THE UN/IRAQ: Proof linking President Saddam Hussein's regime in Iraq with Islamic terrorist groups is needed before the US or Britain can move to topple him, a former Iraqi weapons inspector for the United Nations said yesterday.
"If someone can make a case based on substantive fact that Saddam Hussein's regime is in cahoots with al-Qaeda, Osama bin Laden or any other anti-American, Islamic terrorist organisation then Iraq poses a threat," Mr Scott Ritter told Sky television.
"This case has not been made," said the former UN weapons inspector.
"If you're going to link Saddam with terrorist organisations, there must be hard fact and to date no hard fact has been presented," he added.

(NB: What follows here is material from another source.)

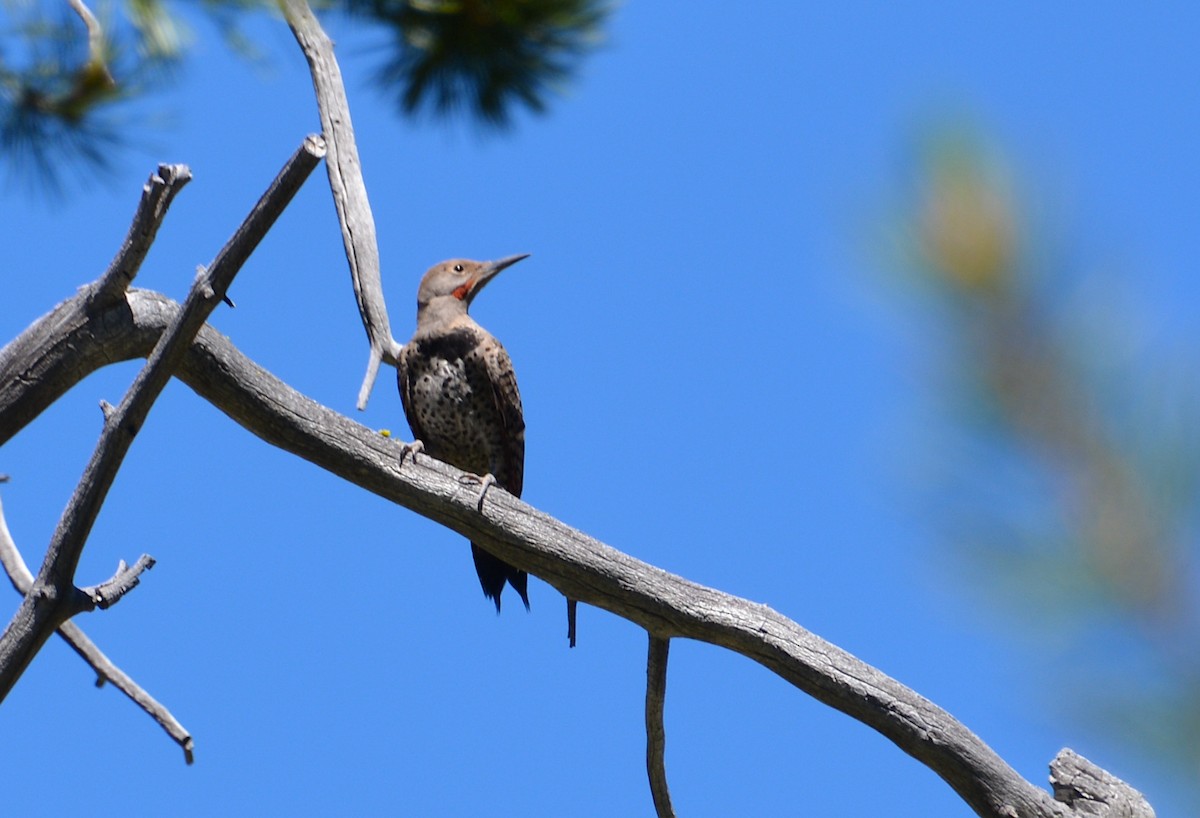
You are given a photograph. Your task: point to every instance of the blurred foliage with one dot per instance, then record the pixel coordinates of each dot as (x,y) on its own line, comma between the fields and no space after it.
(60,89)
(1067,469)
(483,55)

The United States considers the Iraqi president to be a threat to its national security and to the wider world because of what it claims is his appetite for weapons of mass destruction and his alleged links to terrorist groups.
Mr Ritter said that if Washington could come up with the data showing the link between President Hussein's regime and weapons of mass destruction then he would stop saying what he knew about the extent to which Iraq had disarmed before April 1998.
However, British Prime Minister Mr Tony Blair said yesterday that the threat posed by Iraq's policy on weapons of mass destruction was "growing, not diminishing." He said the September 11th attacks on the United States demonstrated the importance of acting against emerging threats.
"What we should learn from that is that if there is a gathering threat or danger, let us deal with it before it materialises rather than afterwards," he added.
Mr Ritter, a former US marine resigned as head of the UN Special Commission in 1998 and has criticised the US-British air strikes on Iraq as "bombing for bombing's sake".